Hive: Fault Containment for Shared-Memory Multiprocessors
Operating systems run on SimOS as they would run on a real machine. The primary changes required to enable IRIX and Hive to run on SimOS are to the lowest level of the SCSI driver, ethernet and console interfaces. Fewer than 100 lines of code outside the device drivers needed modification.
Running on SimOS exposes an operating system to all the concurrency and all the resource stresses it would experience on a real machine. Unmodified binaries taken from SGI machines execute normally on top of IRIX and Hive running under SimOS. We believe that this environment is a good way to develop an operating system that requires hardware features not available on current machines. It is also an excellent performance measurement and debugging environment [17].
Each processor has a 32 KB two-way-associative primary instruction cache with 64-byte lines, a 32 KB two-way-associative primary data cache with 32-byte lines, and a 1 MB two-way-associative unified secondary cache with 128-byte lines. The simulator executes one instruction per cycle when the processor is not stalled on a cache miss.
A first-level cache miss that hits in the second-level cache stalls the processor for 50 ns. The second-level cache miss latency is fixed at the FLASH average miss latency of 700 ns. An interprocessor interrupt (IPI) is delivered 700 ns after it is requested, while a SIPS message requires an IPI latency plus 300 ns when the receiving processor accesses the data.
Disk latency is computed for each access using an experimentally-validated model of an HP 97560 disk drive [9]. SimOS models both DMA latency and the memory controller occupancy required to transfer data from the disk controller to main memory.
There are two inaccuracies in the machine model that affect our performance numbers. We model the cost of a firewall status change as the cost of the uncached writes required to communicate with the coherence controller. In FLASH, additional latency will be required when revoking write permission to ensure that all pending valid writebacks have completed. The cost of this operation depends on network design details that have not yet been finalized. Also, the machine model provides an oracle that indicates unambiguously to each cell the set of cells that have failed after a fault. This performs the function of the distributed agreement protocol described in Section 4.3, which has not yet been implemented.
We measured the time to completion of the workloads for Hive configurations of one, two, and four cells. For comparison purposes, we also measured the time under IRIX 5.2 on the same four-processor machine model. Table 7.2 gives the performance of the workloads on the various system configurations.
As we expected, the overall impact of Hive's multicellular architecture is negligible for the parallel scientific applications. After a relatively short initialization phase which uses the file system services, most of the execution time is spent in user mode.

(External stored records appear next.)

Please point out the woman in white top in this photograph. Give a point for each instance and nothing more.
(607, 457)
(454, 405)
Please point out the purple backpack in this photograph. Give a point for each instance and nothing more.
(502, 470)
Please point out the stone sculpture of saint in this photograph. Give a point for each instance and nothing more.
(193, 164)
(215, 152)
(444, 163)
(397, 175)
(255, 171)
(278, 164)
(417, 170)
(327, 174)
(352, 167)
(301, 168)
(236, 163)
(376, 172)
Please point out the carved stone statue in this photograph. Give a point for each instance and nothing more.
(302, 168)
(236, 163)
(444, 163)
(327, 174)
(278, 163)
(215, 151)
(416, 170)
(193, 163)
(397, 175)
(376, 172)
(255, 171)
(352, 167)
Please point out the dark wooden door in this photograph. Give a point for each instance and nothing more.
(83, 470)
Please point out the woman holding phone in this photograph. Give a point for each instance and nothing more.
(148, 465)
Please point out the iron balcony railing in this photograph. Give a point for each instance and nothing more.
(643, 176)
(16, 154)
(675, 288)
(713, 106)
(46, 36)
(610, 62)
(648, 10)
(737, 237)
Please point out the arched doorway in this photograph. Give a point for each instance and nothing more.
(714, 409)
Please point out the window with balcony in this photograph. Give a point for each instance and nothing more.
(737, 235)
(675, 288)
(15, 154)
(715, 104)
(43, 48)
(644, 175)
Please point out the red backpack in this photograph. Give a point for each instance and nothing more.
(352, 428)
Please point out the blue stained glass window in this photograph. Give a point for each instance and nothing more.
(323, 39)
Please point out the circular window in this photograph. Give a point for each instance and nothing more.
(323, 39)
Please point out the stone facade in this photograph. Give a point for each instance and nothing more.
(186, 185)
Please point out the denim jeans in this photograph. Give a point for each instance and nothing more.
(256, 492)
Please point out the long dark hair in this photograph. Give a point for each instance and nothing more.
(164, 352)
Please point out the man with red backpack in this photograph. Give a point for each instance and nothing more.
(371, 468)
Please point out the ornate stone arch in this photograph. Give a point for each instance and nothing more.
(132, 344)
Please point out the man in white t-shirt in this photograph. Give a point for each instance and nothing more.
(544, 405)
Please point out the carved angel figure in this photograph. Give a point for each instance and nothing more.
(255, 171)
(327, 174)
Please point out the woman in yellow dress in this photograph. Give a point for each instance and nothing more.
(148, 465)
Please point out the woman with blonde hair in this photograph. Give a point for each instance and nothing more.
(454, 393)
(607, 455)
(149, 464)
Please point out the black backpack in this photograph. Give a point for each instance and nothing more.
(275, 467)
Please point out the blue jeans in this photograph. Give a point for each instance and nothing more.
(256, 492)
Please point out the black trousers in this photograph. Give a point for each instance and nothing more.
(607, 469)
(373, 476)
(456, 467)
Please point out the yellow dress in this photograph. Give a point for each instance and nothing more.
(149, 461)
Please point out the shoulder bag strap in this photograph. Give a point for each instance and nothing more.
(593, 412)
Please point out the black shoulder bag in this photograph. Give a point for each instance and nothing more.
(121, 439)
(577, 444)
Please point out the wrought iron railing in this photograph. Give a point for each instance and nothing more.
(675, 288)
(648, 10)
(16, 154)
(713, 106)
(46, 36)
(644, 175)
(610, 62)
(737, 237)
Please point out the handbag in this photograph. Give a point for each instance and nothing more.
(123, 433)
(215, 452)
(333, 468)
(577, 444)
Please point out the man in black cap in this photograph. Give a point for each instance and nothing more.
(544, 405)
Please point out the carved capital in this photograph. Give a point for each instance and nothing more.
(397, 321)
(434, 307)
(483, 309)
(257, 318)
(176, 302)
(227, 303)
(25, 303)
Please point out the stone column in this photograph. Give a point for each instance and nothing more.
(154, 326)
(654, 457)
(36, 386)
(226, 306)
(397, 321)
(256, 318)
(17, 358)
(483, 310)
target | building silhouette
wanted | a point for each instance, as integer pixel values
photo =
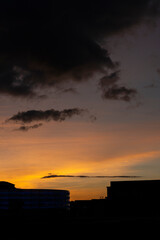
(14, 198)
(124, 199)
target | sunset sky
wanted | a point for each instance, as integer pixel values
(79, 93)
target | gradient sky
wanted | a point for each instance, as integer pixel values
(115, 130)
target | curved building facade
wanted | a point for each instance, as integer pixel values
(14, 198)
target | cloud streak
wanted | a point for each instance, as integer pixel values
(86, 176)
(46, 116)
(111, 89)
(25, 128)
(51, 43)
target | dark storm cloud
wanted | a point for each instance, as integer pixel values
(112, 90)
(25, 128)
(48, 43)
(86, 176)
(48, 115)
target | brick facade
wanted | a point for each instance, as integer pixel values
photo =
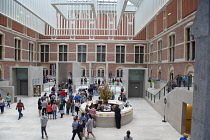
(150, 34)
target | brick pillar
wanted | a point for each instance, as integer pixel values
(201, 95)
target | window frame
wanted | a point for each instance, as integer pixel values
(17, 49)
(151, 53)
(120, 53)
(31, 52)
(171, 48)
(190, 45)
(101, 53)
(63, 53)
(159, 48)
(82, 53)
(139, 54)
(2, 41)
(44, 53)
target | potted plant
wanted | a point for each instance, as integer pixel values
(105, 93)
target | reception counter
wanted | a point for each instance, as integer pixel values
(107, 119)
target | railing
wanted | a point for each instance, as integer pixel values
(178, 81)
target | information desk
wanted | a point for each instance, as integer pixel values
(107, 119)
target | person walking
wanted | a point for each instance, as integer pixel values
(2, 105)
(90, 125)
(61, 107)
(72, 107)
(68, 105)
(39, 106)
(75, 131)
(77, 105)
(185, 136)
(54, 109)
(117, 111)
(44, 106)
(19, 107)
(43, 120)
(128, 137)
(8, 99)
(49, 111)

Even for a parallel make, which stresses operating system services heavily, Hive is within 11% of IRIX performance when configured for maximum fault containment with one cell per processor. The overhead is spread over many different kernel operations. We would expect the overhead to be higher on operations which are highly optimized in IRIX. To illustrate the range of overheads, we ran a set of microbenchmarks on representative kernel operations and compared the latency when crossing cell boundaries with the latency in the local case.
Table 7.3 gives the results of these microbenchmarks. The overhead is quite small on complex operations such as large file reads and writes. It ranges up to 7.4 times for simple operations such as a page fault that hits in the page cache. These overheads could be significant for some workloads, but the overall performance of pmake shows that they are mostly masked by other effects (such as disk access costs) which are common to both SMP and multicellular operating systems.
For fault injection tests in Hive, we selected a few situations that stress the intercell resource sharing mechanisms. These are the parts of the architecture where the cells cooperate most closely, so they are the places where it seems most likely that a fault in one cell could corrupt another. We also injected faults into other kernel data structures and at random times to stress the wild write defense mechanism.
When a fault occurs, the important parts of the system's response are the latency until the fault is detected, whether the damage is successfully confined to the cell in which the fault occurred, and how long it takes to recover and return to normal operation. The latency until detection is an important part of the wild write defense, while time required for recovery is relatively unimportant because faults are assumed to be rare. We measured these quantities using both the pmake and raytrace workloads, because multiprogrammed workloads and parallel applications stress different parts of the wild write defense.
We used a four-processor four-cell Hive configuration for all the tests. After injecting a fault into one cell we measured the latency until recovery had begun on all cells, and observed whether the other cells survived. After the fault injection and completion of the main workload, we ran the pmake workload as a system correctness check. Since pmake forks processes on all cells, its success is taken as an indication that the surviving cells were not damaged by the effects of the injected fault. To check for data corruption, all files output by the workload run and the correctness check run were compared to reference copies.
Table 7.4 summarizes the results of the fault injection tests. In all tests, the effects of the fault were contained to the cell in which it was injected, and no output files were corrupted.
Development of the fault containment mechanisms has been substantially simplified through the use of SimOS rather than real hardware. The ability to deterministically recreate execution from a checkpoint of the machine state, provided by SimOS, makes it straightforward to analyze the complex series of events that follow after a software fault. We expect to continue using SimOS for this type of development even after the FLASH hardware is available.